From Mark Twain’s “Roughing It”:
“The surveyors brought back more tarantulas with them, and so we had quite a menagerie arranged along the shelves of the room. Some of these spiders could straddle over a common saucer with their hairy, muscular legs, and when their feelings were hurt, or their dignity offended, they were the wickedest-looking desperadoes the animal world can furnish.
If their glass prison-houses were touched ever so lightly they were up and spoiling for a fight in a minute. Starchy?—proud? Indeed, they would take up a straw and pick their teeth like a member of Congress.

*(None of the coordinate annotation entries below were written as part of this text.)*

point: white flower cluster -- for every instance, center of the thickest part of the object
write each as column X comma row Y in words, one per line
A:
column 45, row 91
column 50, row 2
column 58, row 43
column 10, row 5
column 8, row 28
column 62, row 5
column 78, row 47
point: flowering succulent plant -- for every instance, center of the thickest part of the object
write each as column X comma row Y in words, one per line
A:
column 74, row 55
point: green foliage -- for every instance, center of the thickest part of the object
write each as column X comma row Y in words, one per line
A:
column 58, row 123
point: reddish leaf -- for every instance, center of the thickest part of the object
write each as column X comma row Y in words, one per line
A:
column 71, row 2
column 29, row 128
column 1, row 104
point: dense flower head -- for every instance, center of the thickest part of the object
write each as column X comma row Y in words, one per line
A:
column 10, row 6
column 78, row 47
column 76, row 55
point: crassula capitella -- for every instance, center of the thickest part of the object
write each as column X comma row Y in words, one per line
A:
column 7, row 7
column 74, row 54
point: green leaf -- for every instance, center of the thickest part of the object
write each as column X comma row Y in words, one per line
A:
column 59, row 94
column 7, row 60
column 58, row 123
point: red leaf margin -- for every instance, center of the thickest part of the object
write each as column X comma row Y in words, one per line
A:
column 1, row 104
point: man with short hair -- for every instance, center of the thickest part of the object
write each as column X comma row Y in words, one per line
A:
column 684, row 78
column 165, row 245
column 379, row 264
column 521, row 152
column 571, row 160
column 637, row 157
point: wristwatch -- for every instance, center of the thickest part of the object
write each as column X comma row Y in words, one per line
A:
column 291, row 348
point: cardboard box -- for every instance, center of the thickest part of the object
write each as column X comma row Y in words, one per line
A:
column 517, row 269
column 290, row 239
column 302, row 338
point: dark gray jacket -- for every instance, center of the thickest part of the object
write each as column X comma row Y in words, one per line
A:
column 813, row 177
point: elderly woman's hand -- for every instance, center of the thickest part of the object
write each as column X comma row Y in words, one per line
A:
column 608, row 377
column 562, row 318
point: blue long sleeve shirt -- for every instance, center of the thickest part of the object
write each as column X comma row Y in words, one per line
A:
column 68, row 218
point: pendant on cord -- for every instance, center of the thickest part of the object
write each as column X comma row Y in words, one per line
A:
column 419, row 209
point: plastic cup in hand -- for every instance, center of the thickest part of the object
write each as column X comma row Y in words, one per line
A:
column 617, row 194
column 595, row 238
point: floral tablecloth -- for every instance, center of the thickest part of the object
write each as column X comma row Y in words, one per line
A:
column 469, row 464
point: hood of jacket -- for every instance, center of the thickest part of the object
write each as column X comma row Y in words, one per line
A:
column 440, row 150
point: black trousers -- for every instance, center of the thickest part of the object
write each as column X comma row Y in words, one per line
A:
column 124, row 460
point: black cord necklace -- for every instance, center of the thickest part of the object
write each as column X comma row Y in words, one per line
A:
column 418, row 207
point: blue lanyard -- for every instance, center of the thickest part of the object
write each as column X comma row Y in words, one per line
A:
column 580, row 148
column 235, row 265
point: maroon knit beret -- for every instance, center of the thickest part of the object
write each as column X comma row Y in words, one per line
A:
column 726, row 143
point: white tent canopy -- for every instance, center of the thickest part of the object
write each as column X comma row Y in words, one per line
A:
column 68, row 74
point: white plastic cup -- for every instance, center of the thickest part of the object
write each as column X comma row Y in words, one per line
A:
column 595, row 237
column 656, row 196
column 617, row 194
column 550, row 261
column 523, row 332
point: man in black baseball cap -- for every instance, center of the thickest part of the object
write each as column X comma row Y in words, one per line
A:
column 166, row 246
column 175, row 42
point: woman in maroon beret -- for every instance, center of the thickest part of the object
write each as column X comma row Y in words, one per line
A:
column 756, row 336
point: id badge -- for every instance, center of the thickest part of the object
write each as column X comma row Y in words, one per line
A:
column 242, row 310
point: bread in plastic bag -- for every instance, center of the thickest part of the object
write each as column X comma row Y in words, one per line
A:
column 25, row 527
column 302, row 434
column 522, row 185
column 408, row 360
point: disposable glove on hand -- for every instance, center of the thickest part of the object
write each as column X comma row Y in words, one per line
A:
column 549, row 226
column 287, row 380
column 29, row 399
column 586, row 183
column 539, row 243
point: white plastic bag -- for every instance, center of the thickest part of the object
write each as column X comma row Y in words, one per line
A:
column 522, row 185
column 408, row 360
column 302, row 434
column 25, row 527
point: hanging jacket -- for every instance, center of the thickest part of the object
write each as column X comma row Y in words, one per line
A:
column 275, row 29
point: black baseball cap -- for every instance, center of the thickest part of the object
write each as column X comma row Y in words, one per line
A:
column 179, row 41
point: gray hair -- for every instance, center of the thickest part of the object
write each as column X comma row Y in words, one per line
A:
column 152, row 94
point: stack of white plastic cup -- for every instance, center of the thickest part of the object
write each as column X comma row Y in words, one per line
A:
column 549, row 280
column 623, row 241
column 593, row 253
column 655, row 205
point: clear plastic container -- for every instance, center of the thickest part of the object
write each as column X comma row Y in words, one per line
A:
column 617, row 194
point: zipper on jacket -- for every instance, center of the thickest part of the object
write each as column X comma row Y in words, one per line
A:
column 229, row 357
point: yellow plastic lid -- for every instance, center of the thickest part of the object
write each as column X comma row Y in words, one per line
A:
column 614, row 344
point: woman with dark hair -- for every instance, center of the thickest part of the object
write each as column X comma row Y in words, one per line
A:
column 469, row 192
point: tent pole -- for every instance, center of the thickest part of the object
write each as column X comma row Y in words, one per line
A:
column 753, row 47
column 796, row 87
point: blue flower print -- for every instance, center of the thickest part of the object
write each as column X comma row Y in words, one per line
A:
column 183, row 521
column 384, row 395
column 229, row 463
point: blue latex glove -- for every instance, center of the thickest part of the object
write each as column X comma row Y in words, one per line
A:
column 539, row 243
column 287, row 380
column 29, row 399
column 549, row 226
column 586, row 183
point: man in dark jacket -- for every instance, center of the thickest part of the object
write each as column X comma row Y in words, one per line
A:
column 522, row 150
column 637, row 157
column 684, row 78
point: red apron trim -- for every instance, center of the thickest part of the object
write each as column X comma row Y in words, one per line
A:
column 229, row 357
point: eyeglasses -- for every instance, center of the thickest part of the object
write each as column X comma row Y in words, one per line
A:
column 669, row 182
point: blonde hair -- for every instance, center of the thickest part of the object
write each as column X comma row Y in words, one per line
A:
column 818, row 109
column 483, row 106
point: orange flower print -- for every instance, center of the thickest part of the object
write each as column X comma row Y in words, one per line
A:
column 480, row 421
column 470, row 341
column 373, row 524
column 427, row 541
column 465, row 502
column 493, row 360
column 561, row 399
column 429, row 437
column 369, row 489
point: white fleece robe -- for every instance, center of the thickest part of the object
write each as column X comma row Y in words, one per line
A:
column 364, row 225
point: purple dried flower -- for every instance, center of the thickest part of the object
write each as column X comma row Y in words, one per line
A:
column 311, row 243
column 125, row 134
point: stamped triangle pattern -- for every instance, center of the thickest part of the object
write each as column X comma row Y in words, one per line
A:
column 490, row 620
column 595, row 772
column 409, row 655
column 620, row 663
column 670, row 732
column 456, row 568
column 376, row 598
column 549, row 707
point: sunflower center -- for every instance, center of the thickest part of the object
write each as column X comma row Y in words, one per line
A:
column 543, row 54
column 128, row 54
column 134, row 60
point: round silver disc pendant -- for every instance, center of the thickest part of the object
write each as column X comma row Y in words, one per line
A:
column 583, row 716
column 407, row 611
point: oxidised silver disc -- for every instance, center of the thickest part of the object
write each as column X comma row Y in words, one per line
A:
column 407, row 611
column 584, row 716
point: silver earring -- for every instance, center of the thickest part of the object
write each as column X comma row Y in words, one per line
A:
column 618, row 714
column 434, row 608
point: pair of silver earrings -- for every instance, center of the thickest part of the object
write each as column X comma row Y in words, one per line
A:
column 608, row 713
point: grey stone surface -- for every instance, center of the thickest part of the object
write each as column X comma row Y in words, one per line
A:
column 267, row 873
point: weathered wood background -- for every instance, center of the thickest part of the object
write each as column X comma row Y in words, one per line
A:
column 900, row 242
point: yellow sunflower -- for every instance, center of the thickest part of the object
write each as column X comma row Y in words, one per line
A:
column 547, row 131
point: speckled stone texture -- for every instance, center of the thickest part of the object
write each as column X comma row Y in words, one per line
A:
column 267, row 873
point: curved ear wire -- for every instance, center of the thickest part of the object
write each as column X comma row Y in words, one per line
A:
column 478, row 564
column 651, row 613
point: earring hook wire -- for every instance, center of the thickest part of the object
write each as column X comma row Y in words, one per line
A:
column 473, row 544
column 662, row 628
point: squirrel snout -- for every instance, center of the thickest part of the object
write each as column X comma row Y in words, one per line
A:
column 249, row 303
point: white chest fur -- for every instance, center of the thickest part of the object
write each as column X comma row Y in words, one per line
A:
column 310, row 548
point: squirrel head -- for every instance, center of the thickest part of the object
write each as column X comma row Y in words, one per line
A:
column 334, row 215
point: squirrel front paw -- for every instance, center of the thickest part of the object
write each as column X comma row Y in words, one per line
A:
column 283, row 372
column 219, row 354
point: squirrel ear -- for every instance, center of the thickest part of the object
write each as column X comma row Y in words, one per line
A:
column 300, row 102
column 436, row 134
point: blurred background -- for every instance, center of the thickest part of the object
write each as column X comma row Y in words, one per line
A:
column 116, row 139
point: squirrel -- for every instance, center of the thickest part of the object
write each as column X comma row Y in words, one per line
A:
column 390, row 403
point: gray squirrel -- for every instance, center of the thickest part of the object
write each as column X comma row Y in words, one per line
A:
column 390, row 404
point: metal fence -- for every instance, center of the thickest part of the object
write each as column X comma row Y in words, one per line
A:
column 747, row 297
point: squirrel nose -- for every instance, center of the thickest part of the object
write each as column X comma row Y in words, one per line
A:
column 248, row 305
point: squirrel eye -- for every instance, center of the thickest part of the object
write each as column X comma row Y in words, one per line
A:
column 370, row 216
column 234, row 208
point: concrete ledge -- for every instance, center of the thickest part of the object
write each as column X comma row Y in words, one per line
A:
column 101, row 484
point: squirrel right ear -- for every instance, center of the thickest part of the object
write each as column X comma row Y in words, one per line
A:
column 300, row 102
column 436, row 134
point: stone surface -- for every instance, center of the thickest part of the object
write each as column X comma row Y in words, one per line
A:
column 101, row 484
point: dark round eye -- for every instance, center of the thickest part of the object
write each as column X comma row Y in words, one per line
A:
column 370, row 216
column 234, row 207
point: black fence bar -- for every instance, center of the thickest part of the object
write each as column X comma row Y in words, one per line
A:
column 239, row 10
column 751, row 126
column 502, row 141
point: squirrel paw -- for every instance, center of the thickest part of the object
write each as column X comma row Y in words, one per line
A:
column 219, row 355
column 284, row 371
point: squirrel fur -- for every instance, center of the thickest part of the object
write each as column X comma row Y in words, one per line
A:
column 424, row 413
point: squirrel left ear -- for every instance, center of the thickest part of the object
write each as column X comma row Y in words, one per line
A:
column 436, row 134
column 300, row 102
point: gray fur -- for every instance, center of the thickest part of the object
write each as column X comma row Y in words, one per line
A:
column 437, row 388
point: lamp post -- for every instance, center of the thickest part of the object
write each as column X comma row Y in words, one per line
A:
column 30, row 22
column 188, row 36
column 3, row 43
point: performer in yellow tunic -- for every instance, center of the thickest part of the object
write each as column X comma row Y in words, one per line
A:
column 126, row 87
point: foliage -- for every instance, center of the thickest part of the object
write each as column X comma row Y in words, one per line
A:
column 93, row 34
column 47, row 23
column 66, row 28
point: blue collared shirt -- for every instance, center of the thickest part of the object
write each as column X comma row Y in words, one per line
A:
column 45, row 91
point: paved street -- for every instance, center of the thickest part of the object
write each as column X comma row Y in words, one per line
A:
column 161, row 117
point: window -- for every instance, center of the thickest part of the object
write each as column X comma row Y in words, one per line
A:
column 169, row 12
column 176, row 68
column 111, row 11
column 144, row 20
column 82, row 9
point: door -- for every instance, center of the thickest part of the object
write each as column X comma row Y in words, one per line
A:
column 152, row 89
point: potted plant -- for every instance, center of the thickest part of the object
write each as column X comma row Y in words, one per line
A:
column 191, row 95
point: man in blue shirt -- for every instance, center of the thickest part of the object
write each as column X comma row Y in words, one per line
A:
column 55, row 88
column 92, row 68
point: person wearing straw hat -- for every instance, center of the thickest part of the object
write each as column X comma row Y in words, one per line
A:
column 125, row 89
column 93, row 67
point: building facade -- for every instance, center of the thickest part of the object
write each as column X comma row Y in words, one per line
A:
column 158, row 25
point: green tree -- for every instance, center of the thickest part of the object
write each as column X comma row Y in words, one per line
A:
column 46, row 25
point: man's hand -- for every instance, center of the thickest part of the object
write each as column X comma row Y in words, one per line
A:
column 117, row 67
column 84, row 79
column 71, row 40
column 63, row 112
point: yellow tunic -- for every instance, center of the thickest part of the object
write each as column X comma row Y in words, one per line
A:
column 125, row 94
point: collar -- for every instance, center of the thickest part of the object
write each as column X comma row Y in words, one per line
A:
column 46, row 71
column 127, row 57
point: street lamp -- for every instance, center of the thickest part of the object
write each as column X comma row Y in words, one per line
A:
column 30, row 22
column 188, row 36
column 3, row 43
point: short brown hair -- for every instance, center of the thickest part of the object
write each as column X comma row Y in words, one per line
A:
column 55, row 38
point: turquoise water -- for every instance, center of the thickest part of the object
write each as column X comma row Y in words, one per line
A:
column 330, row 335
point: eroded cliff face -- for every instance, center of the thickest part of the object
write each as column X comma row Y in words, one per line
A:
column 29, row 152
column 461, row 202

There was as usual a furious “zephyr” blowing the first night of the brigade’s return, and about midnight the roof of an adjoining stable blew off, and a corner of it came crashing through the side of our ranch. There was a simultaneous awakening, and a tumultuous muster of the brigade in the dark, and a general tumbling and sprawling over each other in the narrow aisle between the bedrows. In the midst of the turmoil, Bob H—— sprung up out of a sound sleep, and knocked down a shelf with his head. Instantly he shouted:
‘Turn out, boys—the tarantulas is loose!’ “
I love that part. How would you like to hear that in the middle of the night? :-)
Twain’s “Roughing It” is one of my favorite books of all time. Hilarious and cogent “news and comment” on life in the old west.